Preserving Evidence for Debugging

When a test run fails, understanding the root cause is paramount. Since the AI agent operates within transient containers, direct SSH access for manual inspection is not feasible. To address this, the agent meticulously preserves evidence from every run. This includes screenshots of web UIs, terminal output of critical commands, and a detailed markdown report articulating the agent’s reasoning and observations. These artifacts are uploaded to the GitHub Action run summary, enabling the team to "time travel" to the moment of failure and visually inspect the agent’s experience.

Parsing Agent Reports for Actionable Insights

Translating the nuanced, probabilistic output of LLMs into a definitive "Pass/Fail" signal that a CI/CD pipeline can understand presents another challenge. An agent might generate a lengthy, descriptive conclusion. To make these reports actionable, the team employed sophisticated prompt engineering. They explicitly instructed the agent to include a standardized, machine-readable "STATUS: SUCCESS" or "STATUS: FAILURE" string at the end of its report. The GitHub Action then simply greps for this specific string to determine the workflow’s exit code, effectively bridging the gap between AI’s qualitative output and CI’s quantitative expectations.

Comprehensive Automation and Security

The implementation has resulted in an automated workflow that evaluates all Drasi tutorials weekly. Each tutorial is tested in its own sandboxed container, with the AI agent acting as a fresh, synthetic user. If any tutorial evaluation fails, the workflow is configured to automatically file an issue on the Drasi GitHub repository.

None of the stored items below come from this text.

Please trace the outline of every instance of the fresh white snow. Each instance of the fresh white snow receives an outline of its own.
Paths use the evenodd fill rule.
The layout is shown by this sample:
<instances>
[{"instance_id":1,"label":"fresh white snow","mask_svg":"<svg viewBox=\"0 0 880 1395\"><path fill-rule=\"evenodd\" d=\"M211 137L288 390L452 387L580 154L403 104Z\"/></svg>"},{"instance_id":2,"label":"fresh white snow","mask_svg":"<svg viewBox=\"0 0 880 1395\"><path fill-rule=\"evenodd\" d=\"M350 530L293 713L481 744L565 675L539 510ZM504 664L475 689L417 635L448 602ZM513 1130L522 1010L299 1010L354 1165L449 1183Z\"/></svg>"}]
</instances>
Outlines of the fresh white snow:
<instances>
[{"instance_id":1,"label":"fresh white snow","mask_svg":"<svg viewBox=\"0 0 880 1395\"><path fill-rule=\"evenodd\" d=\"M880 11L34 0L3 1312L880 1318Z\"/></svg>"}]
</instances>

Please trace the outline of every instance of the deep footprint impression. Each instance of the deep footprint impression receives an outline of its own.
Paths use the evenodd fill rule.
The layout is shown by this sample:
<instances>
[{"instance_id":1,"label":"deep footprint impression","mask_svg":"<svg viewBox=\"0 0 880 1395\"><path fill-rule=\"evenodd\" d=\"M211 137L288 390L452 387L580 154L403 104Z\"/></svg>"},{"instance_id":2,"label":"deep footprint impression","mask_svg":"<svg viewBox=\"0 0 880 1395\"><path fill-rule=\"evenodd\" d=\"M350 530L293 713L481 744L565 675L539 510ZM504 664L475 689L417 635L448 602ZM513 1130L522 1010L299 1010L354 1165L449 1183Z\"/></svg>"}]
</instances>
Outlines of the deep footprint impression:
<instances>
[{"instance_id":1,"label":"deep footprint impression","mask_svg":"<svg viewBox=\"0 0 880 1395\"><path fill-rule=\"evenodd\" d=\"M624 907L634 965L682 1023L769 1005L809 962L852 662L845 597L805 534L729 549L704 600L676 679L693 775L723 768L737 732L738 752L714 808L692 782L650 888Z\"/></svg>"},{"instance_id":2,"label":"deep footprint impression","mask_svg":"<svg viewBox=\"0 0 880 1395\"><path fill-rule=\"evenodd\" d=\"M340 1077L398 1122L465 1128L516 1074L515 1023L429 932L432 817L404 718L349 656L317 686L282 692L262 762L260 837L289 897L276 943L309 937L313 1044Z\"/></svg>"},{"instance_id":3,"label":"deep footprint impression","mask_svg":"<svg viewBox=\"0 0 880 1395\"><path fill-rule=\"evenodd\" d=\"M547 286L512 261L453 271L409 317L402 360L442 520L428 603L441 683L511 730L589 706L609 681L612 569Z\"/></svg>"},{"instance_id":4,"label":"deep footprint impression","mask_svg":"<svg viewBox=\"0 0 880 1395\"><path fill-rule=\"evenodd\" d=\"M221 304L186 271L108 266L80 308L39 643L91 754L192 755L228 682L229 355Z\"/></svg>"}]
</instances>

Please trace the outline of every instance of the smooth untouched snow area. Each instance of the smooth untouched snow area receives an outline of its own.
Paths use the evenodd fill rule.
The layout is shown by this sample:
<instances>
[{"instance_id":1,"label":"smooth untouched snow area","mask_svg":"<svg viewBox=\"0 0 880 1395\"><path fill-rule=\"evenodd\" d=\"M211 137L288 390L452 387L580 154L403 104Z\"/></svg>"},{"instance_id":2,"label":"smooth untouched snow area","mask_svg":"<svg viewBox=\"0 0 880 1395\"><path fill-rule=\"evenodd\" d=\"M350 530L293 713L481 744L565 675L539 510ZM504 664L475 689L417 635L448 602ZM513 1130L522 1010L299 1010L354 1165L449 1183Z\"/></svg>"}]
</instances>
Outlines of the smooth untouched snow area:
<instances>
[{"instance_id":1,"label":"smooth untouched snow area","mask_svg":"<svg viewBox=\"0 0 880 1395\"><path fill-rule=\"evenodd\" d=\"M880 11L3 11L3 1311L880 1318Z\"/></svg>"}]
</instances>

How Drasi used GitHub Copilot to find documentation bugs

While the workflow can optionally be triggered on pull requests, security measures are in place to prevent potential attacks. A maintainer-approval requirement is enforced, and a pull_request_target trigger ensures that the workflow executing on pull requests, even from external contributors, is the one from the main branch. The Copilot CLI requires a PAT token, which is stored securely in the repository’s environment secrets. To further mitigate risks, each run necessitates maintainer approval, with the exception of the automated weekly run that operates solely on the main branch.

Uncovering Critical Bugs Through Synthetic Users

Since the deployment of this AI-driven testing system, the Drasi team has conducted over 200 "synthetic user" sessions. This rigorous testing has identified 18 distinct issues, including significant environmental problems and other documentation deficiencies. Crucially, fixing these identified issues has not only improved the experience for the AI agent but has also directly benefited human users by enhancing the clarity and accuracy of the documentation for everyone.

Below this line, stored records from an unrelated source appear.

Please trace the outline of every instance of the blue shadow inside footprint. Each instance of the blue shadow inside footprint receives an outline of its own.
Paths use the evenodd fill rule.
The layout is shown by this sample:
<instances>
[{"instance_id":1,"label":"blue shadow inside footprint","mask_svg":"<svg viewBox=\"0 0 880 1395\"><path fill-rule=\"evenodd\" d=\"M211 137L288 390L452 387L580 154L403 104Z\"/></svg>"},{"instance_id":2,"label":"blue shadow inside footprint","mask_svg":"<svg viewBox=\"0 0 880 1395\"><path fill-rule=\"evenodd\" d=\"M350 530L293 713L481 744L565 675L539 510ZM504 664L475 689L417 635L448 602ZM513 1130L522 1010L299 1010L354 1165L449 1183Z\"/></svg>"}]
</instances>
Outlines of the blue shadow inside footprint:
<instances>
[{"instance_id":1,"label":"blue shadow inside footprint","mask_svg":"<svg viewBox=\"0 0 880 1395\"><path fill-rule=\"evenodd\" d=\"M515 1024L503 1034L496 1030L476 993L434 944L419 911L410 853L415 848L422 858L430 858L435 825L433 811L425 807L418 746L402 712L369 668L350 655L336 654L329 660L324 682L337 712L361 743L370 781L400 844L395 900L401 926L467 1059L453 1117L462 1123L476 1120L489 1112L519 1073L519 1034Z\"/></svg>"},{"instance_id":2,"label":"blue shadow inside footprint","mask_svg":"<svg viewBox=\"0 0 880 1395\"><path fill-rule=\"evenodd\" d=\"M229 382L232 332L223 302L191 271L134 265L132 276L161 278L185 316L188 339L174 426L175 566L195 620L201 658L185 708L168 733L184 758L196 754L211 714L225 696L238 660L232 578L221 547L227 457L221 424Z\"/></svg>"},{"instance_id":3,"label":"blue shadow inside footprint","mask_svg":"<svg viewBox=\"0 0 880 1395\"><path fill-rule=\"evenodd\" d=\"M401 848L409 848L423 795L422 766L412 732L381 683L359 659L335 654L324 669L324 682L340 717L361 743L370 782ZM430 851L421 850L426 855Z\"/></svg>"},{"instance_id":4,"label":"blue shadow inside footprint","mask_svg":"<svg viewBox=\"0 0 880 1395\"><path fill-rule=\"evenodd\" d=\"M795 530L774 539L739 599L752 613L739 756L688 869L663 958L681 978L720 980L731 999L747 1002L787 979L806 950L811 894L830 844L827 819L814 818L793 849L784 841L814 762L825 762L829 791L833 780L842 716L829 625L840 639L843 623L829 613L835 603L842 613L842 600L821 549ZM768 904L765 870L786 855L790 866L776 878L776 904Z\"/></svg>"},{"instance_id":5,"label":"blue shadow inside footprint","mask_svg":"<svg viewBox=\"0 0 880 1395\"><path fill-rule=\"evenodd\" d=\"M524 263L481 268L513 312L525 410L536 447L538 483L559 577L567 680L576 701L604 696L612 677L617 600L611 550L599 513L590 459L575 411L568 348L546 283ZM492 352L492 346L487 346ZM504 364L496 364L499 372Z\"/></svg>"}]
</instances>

AI as a Force Multiplier: Expanding Capacity Without Expanding Headcount

The narrative surrounding AI often centers on job displacement. However, in the case of Drasi’s documentation testing, AI has served as a profound force multiplier, providing a capacity that the team would otherwise have been unable to achieve. Replicating the current testing regimen—running six tutorials across fresh environments weekly—would necessitate either a dedicated QA resource or a substantial budget for manual testing, both of which are infeasible for a four-person team.

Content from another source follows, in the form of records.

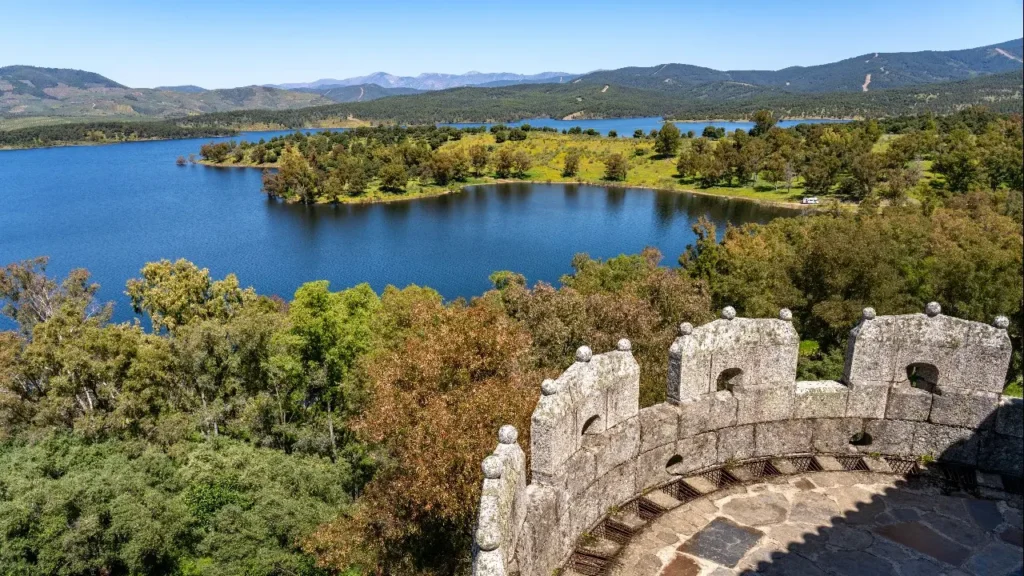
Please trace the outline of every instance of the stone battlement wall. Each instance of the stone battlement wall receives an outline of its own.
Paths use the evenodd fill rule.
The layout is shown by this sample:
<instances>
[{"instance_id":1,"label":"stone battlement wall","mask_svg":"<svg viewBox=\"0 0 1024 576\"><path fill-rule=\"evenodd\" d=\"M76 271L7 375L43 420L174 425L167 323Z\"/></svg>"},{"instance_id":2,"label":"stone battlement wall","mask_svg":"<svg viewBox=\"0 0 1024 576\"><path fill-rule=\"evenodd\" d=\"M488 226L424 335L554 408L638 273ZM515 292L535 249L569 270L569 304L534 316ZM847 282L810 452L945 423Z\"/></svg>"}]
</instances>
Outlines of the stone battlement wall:
<instances>
[{"instance_id":1,"label":"stone battlement wall","mask_svg":"<svg viewBox=\"0 0 1024 576\"><path fill-rule=\"evenodd\" d=\"M1001 395L1007 322L925 314L851 331L843 382L796 381L799 336L779 319L683 324L669 350L669 401L639 409L630 343L587 347L541 385L531 481L515 430L484 461L474 571L549 576L610 511L685 475L800 454L931 456L1021 475L1024 403Z\"/></svg>"}]
</instances>

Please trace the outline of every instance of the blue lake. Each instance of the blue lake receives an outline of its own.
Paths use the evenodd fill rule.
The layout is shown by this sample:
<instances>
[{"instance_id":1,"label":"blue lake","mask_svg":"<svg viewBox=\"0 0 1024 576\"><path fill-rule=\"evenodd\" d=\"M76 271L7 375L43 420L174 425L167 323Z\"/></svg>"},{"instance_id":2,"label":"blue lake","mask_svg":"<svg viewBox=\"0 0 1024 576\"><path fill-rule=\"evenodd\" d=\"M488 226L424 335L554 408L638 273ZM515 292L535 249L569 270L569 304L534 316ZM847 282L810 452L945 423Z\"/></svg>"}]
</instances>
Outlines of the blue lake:
<instances>
[{"instance_id":1,"label":"blue lake","mask_svg":"<svg viewBox=\"0 0 1024 576\"><path fill-rule=\"evenodd\" d=\"M51 274L87 268L123 320L133 316L125 282L161 258L187 258L216 277L234 272L243 285L286 299L317 279L335 289L420 284L454 298L488 289L495 270L557 282L577 252L607 258L656 246L674 265L701 216L724 226L792 214L740 200L558 184L288 205L260 192L257 170L175 165L208 141L0 152L0 265L46 255Z\"/></svg>"},{"instance_id":2,"label":"blue lake","mask_svg":"<svg viewBox=\"0 0 1024 576\"><path fill-rule=\"evenodd\" d=\"M830 124L836 122L847 122L847 120L827 120L827 119L815 119L815 120L783 120L779 122L779 126L782 128L789 128L796 126L797 124ZM518 122L507 122L507 126L519 126L521 124L529 124L530 126L538 127L551 127L555 128L559 132L562 130L568 130L574 126L579 126L586 130L587 128L593 128L601 134L607 135L609 130L615 130L619 137L627 138L632 137L635 130L643 130L644 133L648 133L651 130L661 129L662 124L665 121L660 116L652 116L650 118L611 118L607 120L554 120L551 118L533 118L529 120L520 120ZM715 128L725 128L726 132L732 132L736 129L750 130L754 127L753 122L725 122L725 121L702 121L702 122L673 122L679 127L679 130L683 134L692 130L694 134L700 136L701 132L707 126L714 126ZM490 127L491 123L457 123L457 124L445 124L445 126L455 126L457 128L467 128L470 126L487 126Z\"/></svg>"}]
</instances>

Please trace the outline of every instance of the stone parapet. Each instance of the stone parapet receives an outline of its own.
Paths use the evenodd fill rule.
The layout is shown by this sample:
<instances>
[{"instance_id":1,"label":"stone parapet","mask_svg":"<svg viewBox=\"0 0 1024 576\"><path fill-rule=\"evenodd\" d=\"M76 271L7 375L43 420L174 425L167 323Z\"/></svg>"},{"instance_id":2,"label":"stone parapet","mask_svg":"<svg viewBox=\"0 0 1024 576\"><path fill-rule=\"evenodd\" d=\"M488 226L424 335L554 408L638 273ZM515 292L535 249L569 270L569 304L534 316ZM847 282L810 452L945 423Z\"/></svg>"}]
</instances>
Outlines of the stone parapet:
<instances>
[{"instance_id":1,"label":"stone parapet","mask_svg":"<svg viewBox=\"0 0 1024 576\"><path fill-rule=\"evenodd\" d=\"M905 316L867 309L844 380L798 382L799 337L788 311L779 316L727 309L705 326L681 326L669 401L642 410L629 342L604 354L581 348L541 386L530 484L509 434L485 460L474 573L549 576L620 506L751 459L888 456L1022 475L1024 403L999 393L1005 323L949 318L937 305ZM495 459L502 473L492 477Z\"/></svg>"}]
</instances>

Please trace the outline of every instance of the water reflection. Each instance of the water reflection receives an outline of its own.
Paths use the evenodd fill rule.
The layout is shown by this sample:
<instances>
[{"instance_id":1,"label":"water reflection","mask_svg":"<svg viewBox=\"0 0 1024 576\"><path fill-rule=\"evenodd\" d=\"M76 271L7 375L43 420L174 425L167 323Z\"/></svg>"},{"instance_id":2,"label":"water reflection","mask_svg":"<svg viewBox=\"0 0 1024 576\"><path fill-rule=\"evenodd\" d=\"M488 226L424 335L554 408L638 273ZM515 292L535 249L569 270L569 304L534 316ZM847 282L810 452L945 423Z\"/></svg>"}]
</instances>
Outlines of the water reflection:
<instances>
[{"instance_id":1,"label":"water reflection","mask_svg":"<svg viewBox=\"0 0 1024 576\"><path fill-rule=\"evenodd\" d=\"M257 138L258 139L258 138ZM261 293L310 280L473 296L495 270L557 282L572 256L657 247L674 264L707 216L765 222L792 211L750 202L580 184L510 183L372 205L303 206L262 196L256 170L178 167L206 140L0 154L0 264L40 255L50 271L88 268L99 297L132 316L125 282L143 264L187 258Z\"/></svg>"}]
</instances>

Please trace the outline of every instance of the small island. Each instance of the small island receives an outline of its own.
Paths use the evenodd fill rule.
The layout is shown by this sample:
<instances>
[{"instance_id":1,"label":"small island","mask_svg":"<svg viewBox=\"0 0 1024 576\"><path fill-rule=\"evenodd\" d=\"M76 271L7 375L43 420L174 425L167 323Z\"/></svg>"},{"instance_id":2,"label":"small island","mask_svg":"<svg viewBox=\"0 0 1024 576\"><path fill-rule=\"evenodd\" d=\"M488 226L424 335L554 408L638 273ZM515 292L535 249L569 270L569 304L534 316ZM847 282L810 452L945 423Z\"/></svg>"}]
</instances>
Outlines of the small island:
<instances>
[{"instance_id":1,"label":"small island","mask_svg":"<svg viewBox=\"0 0 1024 576\"><path fill-rule=\"evenodd\" d=\"M651 188L774 204L809 197L902 203L962 187L949 142L981 121L1012 124L970 109L943 118L780 128L764 110L754 114L749 131L732 133L710 126L699 135L681 133L670 122L649 133L606 136L529 124L376 126L209 143L199 153L206 166L262 169L269 196L306 204L407 200L507 181ZM1001 146L995 136L980 142Z\"/></svg>"}]
</instances>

How Drasi used GitHub Copilot to find documentation bugs

By deploying these AI-powered "Synthetic Users," Drasi has effectively gained a tireless QA engineer who operates around the clock, including nights, weekends, and holidays. The project’s tutorials are now subject to weekly validation by these persistent digital testers. Developers are encouraged to experience the "Getting Started" guide firsthand to witness the results. For projects grappling with similar documentation drift, the GitHub Copilot CLI presents a compelling solution, not merely as a coding assistant, but as a versatile agent capable of executing defined goals within a controlled environment, freeing up valuable human resources for higher-level tasks.